¿Qué es un maestro?
Por
Javier Aranguren
En "Lo que pesa el humo", Ediciones Rialp, Madrid 2001.
Recuerdo al profesor Keating (Cf. La película de P. Weir,
"El club de los poetas muertos", USA, 1990.) mandando arrancar una
,pedante página de un libro pedante de literatura en la que se trataba de
reducir la poética a física o ingeniería. Por aquel entonces la suya me
pareció una actitud admirable: con lo que me han aburrido siempre las
técnicas, las definiciones y el encorsetamiento de lo académico, ¡a qué
esperamos para vivir la poesía, en vez de limitarnos a definirla!
Ya he hablado de ese grupo de amigos que leíamos a Eliot: nos hubiera
encantado también emborracharnos con la elegancia triste de Sebastián Flyte
(Uno de los protagonistas de la película "Retorno a Brideshead), pero
nuestro bolsillo y un poco de prudencia nos evitó -literalmente- ese trago.
Con Keating, casi al unísono, quise arrancar hojas y hojas que quedaban en mi
cabeza como recuerdos semi-traumáticos de los rutinarios años de colegio, de
los grises momentos que deparaba la vida universitaria, con tantas clases,
libros de estudiantes de derecho y la lluvia.
Pero en realidad todo era mentira: en una película de apenas dos horas de
duración, que además tiene que terminar de modo más o menos dramático
(«¡Oh, Capitán, mi Capitán!», gritan, y todos a soltar la lagrimilla),
necesitando de una muerte por suicidio para conseguir la catarsis (acción en
la que Weir peca de irresponsable y por la que tantos adolescentes tiemblan de
emoción ante lo que llegan a creer que es un acto auténtico y valiente), no
me parece que dé tiempo ni para reflejar la realidad de la educación ni para
caer en la cuenta de lo difícil de la meta.
Y ésta es el juego de equilibrio de profesores más o menos motivados, que
combinan su docencia con horas de investigación y con tareas tan grises como
la corrección de ejercicios, los días de tormenta, las noches en vela por
los niños o por el nervio, tantas cosas. Enseñar implica la repetición de
una lección al siguiente grupo, con la consiguiente dificultad de vivir el
descubrimiento de la verdad como si fuera, otra vez, una experiencia nueva.
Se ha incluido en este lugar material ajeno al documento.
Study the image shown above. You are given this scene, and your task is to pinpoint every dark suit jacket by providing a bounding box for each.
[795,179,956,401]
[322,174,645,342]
Quizás el primer día puedes arrancar las páginas del libro, ahora bien,
¿al siguiente qué haces?, ¿contarles tus noviazgos?, ¿ir de aventurero? Y
hay que saber que los alumnos cabales -quitando a tres o cuatro pobres que
suspiran- aman lo serio, desean aprender, saben que lo que buscan no es la
experiencia subjetiva de un profesor iluminado, sino la luz sincera de una
cosa que se llama verdad y que ha de servirles de sendero hasta que la muerte
los separe de esta vida.
El Club de los Poetas Muertos no nos cuenta nada del Keating resfriado, del
aburrido, del que creía tener inspiración y se da cuenta de que en esa
jornada los chicos no enganchan con él, del que está quizás quemado porque
su jefe le ha tratado mal, o del que se pregunta cómo llenar su vida con un
amor más estable que los alumnos, ya que cada año desaparecen todos,
dejándole de nuevo entre las manos a un grupo de desconocidos que no saben
nada y a los que se tendrá que ganar intelectual y humanamente.
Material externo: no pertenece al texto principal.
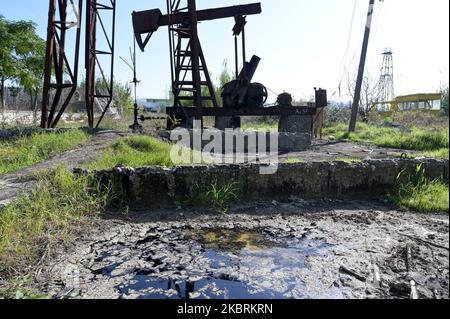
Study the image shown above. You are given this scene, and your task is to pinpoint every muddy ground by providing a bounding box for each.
[39,199,449,299]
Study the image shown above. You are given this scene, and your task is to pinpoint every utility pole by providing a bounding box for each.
[349,0,375,132]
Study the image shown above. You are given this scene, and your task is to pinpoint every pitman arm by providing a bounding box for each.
[133,3,262,51]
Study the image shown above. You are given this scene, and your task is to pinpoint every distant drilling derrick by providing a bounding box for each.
[378,49,395,103]
[41,0,116,129]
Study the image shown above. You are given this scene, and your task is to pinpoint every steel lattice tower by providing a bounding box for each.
[378,49,395,102]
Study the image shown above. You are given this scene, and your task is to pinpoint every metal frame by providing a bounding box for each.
[41,0,83,128]
[167,0,218,115]
[85,0,116,128]
[41,0,116,129]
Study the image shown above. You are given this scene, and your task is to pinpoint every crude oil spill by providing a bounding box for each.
[118,229,343,299]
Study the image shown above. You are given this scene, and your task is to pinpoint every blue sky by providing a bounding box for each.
[0,0,449,101]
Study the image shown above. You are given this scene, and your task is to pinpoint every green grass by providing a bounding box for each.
[86,136,207,169]
[0,166,110,297]
[242,122,278,131]
[284,157,305,164]
[335,157,363,164]
[185,181,239,213]
[324,123,449,158]
[0,130,90,174]
[391,165,449,213]
[421,148,449,159]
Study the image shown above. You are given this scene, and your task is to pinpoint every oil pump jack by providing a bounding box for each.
[41,0,327,129]
[133,0,327,129]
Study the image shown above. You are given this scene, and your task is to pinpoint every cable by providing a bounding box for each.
[331,0,358,98]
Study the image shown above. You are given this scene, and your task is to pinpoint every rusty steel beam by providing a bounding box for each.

Los verdaderos Maestros no son los actores, expertos en convertir las
lecciones en teatros de guiñol, que confunden enseñar con distraer y que no
exigen, movidos por el miedo de que pierdan una relación tan interesada como
débil. Tampoco lo son los hombres rancios, que ven en el alumno un obstáculo
inevitable entre él y sus amados y solitarios libros, y que convierten las
lecciones en un castigo para ellos mismos y para sus oyentes. Aquellos que
saben meter ilusión, y que no renuncian a la exigencia porque aman más la
verdad que el aplauso, esos sí que se acercan a mi ideal. Ahora bien, saben
que -como toda utopía- ese sueño armónico entre la verdad, el esfuerzo, el
entusiasmo y el cariño no siempre se realiza.